Side lighting is perfect when you want to emphasize texture, dimension, shapes or patterns. Side lighting sculpts a subject, revealing contours and textures. Use side lighting to exaggerate dimension an depth. At a 45-degree angle to the side, its one the most flattering types of portrait lighting.

Light that comes from behind your subject is by far the most difficult to use. Taking a photograph that is backlit means that direct light is reaching your camera's light sensor so any auto program will reduce the aperture, resulting in less light reaching the foreground of your picture. If you have placed a person in the foreground, such as a person in front of the sunset scene, the result will be a silhouette of their body outline. If that's not your intent, then you'll need to provide some sort of front or side lighting. Many digital cameras will have a backlight compensation button (or learn to use exposure compensation) that will help in this situation to properly exposure your subject, but you may end up washing out the background and lose the soft sunlight glow. Using fill flash in this situation is usually the ideal - as this will give your portrait a glowing "halo" of rim light and prevents the silhouette effect.

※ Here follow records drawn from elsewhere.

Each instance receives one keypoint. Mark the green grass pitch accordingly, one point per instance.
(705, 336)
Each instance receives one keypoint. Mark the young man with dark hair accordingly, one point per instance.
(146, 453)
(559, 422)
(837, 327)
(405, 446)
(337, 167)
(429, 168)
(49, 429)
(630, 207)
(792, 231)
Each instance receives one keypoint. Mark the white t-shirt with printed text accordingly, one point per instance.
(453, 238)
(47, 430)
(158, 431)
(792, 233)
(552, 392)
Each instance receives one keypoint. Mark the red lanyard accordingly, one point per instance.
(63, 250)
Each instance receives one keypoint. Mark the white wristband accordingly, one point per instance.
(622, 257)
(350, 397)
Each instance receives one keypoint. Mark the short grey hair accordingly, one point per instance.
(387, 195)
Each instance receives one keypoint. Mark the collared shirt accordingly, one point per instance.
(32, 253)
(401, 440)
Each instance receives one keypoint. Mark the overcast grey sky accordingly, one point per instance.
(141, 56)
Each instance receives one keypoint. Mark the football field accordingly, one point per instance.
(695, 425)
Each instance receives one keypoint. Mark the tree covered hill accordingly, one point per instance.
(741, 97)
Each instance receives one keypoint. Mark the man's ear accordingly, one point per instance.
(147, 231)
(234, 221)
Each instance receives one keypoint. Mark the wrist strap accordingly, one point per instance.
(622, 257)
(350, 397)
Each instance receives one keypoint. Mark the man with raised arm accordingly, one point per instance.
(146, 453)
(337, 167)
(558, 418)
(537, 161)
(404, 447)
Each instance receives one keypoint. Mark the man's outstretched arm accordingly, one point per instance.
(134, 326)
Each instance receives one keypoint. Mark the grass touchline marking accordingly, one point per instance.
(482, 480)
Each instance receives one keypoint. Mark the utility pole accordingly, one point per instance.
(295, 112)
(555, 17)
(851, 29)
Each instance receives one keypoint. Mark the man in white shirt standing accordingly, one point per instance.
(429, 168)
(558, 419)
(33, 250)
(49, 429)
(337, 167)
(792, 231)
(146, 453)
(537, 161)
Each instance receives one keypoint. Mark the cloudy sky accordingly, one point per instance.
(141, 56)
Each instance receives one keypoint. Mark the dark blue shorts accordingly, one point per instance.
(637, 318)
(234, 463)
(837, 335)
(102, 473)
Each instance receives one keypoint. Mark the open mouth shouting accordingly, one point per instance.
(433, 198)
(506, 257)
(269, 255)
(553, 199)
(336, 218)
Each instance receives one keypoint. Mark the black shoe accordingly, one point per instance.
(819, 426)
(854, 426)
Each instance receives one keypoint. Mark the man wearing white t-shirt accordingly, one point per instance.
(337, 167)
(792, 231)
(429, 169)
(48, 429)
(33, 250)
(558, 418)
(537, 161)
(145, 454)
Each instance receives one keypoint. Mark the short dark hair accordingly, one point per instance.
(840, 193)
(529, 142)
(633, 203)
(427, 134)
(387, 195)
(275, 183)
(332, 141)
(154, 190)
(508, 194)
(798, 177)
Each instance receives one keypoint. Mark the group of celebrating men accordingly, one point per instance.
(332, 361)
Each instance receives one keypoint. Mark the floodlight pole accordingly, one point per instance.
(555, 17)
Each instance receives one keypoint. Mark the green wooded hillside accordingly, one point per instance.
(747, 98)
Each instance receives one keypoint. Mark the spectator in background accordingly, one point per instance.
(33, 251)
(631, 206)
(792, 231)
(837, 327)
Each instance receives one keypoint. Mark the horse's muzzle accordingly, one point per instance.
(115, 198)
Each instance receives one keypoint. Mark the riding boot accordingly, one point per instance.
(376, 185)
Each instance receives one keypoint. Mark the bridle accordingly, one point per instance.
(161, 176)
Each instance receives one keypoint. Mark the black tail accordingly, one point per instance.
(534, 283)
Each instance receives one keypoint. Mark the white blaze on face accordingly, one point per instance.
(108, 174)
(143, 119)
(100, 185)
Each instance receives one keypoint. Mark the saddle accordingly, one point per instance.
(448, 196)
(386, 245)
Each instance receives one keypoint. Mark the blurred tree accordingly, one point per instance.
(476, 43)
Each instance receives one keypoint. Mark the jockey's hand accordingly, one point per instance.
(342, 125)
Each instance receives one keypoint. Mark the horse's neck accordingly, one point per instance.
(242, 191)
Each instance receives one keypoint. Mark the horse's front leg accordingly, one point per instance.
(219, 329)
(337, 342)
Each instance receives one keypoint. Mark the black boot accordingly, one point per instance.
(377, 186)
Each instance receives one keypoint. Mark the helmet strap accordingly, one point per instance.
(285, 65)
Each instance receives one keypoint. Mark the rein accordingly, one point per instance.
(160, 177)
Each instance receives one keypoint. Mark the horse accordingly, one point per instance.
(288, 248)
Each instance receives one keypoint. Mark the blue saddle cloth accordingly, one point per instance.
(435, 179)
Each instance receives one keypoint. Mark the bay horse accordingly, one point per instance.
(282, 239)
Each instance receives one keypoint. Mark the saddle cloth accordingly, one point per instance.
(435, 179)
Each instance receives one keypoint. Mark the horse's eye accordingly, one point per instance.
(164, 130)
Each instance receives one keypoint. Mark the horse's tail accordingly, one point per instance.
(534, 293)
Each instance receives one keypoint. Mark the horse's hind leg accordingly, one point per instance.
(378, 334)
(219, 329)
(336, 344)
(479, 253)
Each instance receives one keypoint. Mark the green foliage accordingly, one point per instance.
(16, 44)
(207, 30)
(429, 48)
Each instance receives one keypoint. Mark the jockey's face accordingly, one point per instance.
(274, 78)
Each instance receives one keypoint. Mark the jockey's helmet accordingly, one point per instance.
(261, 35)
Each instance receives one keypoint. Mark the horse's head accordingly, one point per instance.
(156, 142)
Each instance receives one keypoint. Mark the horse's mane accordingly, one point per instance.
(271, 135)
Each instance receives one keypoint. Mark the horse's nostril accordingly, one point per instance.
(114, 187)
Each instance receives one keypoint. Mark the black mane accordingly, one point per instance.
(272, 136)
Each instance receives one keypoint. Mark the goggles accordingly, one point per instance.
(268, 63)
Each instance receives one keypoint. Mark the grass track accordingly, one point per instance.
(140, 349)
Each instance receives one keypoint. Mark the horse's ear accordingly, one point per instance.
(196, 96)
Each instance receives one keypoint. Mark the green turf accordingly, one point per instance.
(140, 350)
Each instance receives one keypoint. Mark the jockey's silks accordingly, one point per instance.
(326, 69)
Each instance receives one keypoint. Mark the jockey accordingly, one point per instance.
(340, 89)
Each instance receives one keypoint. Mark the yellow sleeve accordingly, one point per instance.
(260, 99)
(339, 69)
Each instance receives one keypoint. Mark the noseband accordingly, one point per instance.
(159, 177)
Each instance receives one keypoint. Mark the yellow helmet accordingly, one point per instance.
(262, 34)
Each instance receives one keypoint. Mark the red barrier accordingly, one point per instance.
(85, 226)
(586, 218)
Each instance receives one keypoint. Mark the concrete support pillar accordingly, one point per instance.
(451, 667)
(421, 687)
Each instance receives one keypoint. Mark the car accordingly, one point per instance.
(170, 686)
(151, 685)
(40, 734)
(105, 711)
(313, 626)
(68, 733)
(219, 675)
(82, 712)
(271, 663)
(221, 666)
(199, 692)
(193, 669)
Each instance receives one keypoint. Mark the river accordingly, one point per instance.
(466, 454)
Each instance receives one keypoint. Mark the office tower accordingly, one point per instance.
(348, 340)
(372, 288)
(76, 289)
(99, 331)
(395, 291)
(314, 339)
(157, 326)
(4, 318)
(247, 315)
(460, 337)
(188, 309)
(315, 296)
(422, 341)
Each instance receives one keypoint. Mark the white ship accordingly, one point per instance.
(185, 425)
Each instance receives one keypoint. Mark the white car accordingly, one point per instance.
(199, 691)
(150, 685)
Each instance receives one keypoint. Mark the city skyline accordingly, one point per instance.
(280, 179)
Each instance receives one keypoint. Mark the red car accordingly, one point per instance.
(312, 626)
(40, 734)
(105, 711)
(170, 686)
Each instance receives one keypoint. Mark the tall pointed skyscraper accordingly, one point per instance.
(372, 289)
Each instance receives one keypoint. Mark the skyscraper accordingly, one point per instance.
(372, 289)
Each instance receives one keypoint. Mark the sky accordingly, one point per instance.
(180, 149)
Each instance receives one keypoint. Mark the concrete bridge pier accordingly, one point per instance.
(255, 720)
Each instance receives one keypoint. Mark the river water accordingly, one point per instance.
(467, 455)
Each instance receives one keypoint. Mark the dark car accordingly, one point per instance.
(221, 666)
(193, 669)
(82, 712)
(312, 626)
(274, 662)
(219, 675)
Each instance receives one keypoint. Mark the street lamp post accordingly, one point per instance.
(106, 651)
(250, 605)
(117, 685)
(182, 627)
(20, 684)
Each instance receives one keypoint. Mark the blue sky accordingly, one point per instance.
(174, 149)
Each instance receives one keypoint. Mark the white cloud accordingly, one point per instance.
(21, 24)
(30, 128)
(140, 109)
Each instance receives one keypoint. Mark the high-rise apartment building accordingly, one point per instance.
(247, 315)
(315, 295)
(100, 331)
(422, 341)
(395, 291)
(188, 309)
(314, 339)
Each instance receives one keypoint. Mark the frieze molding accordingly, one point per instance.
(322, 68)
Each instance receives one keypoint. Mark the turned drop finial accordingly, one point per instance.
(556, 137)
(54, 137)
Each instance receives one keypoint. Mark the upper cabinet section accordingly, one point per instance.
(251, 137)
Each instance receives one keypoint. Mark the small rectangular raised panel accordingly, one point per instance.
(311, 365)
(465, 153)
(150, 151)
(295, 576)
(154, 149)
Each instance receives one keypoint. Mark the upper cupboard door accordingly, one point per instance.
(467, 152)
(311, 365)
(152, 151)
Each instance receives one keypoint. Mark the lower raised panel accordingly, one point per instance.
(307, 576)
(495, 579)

In the days before digital, you would buy film in different settings of "speed". Typical print film ratings were 100asa, 200asa, 400asa. In simple terms, changing the type of film enabled photographers to alter their camera's sensitivity to light, with the higher numbers of film rating (eg. 200, 400) being better suited to lower-light situations, and 100 being better for outdoor, sunny conditions.

These days, with digital cameras, we can change the ISO setting instead. And of course, we have full control over the ISO/ASA for every photo, rather than having a whole roll of film at a particular ASA.

ISO settings have some limitations for use in that the higher the setting the grainier the look of the picture quality.